When the pandemic took firm hold in the spring, Chacon was in Los Angeles for the premiere of a Manifest Destiny opera called Sweet Land that he spent two years writing. After two weeks of performances, the month-long run was cancelled, by which point he was on his way to perform in Melbourne. He had to turn right back around for the long trip back to New Mexico, but a final performance of Sweet Land was filmed and is now available at sweetlandopera.com. Adapting to the digital realm has been difficult, he says, but not without its unexpected rewards.

“I feel that I don't listen to as much music today, as most of those opportunities to listen were at live in-person concerts,” Chacon says. “Those were the pauses in life, the breaks away from the computer screen, the time that I listened most carefully. I would attend whatever I could, take chances. I am not sure why that is harder to do with streaming concerts, but my guess is that we associate screens with work.

“So maybe in contradiction to that, I still find myself seeking to see online and streaming concerts and the possibility to see things in stage performance that you might not be able to otherwise: a close-up of a singer or a violinist's fingers; the view from behind the percussionist; faces, even behind masks.”

He’s not a fan of setting up his equipment in his house or studio to broadcast that scenery to people wanting to hear his music at home.
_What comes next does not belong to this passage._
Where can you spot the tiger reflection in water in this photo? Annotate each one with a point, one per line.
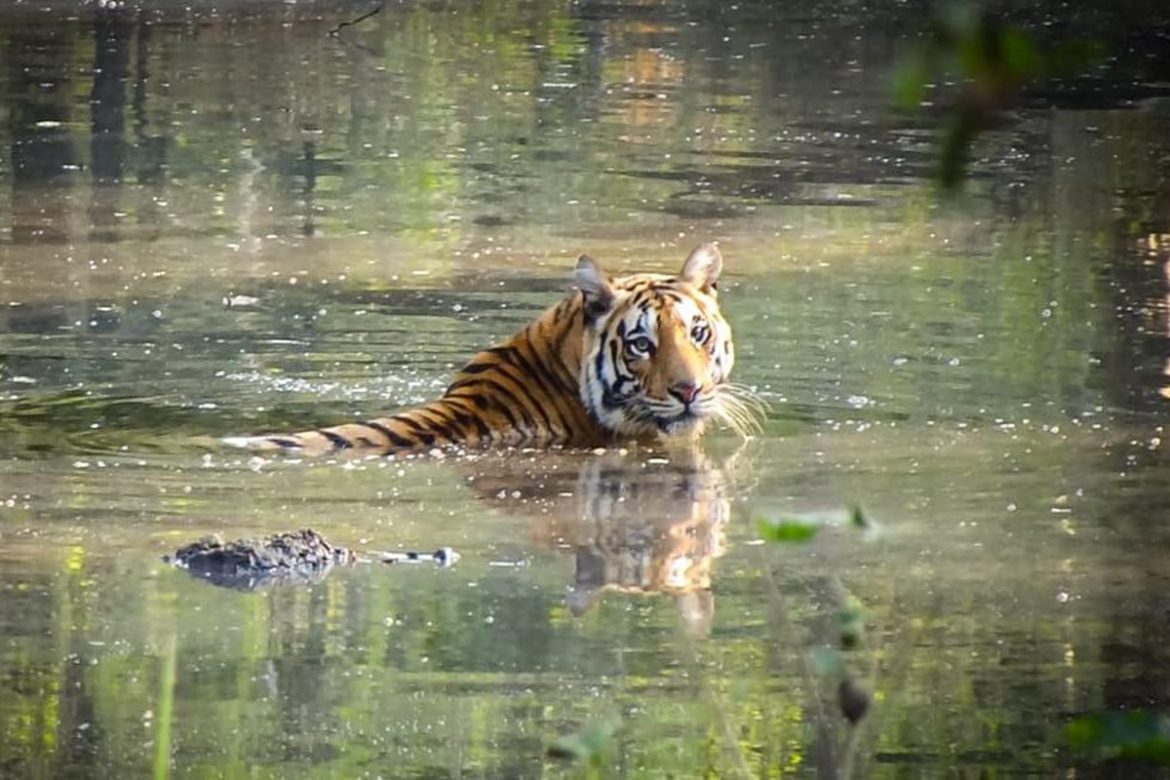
(638, 523)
This summer, he and Dieterich did an Endlings performance in his backyard, Chacon behind a cactus and Dieterich positioned on a pile of gravel. He also performed in a series called Principles of Non-Isolation in Audio, where improvisers were paired up but not seen by audiences at home—”as if a group of friends are sitting in the dark watching a show, but can comment in real time,” Chacon says. “Normally talking to your friend about the music during such a concert would be frowned upon. I love that.”  

 
 
Raven Chacon’s graphic score for American Ledger #1.

Raven Chacon’s graphic score for American Ledger #1.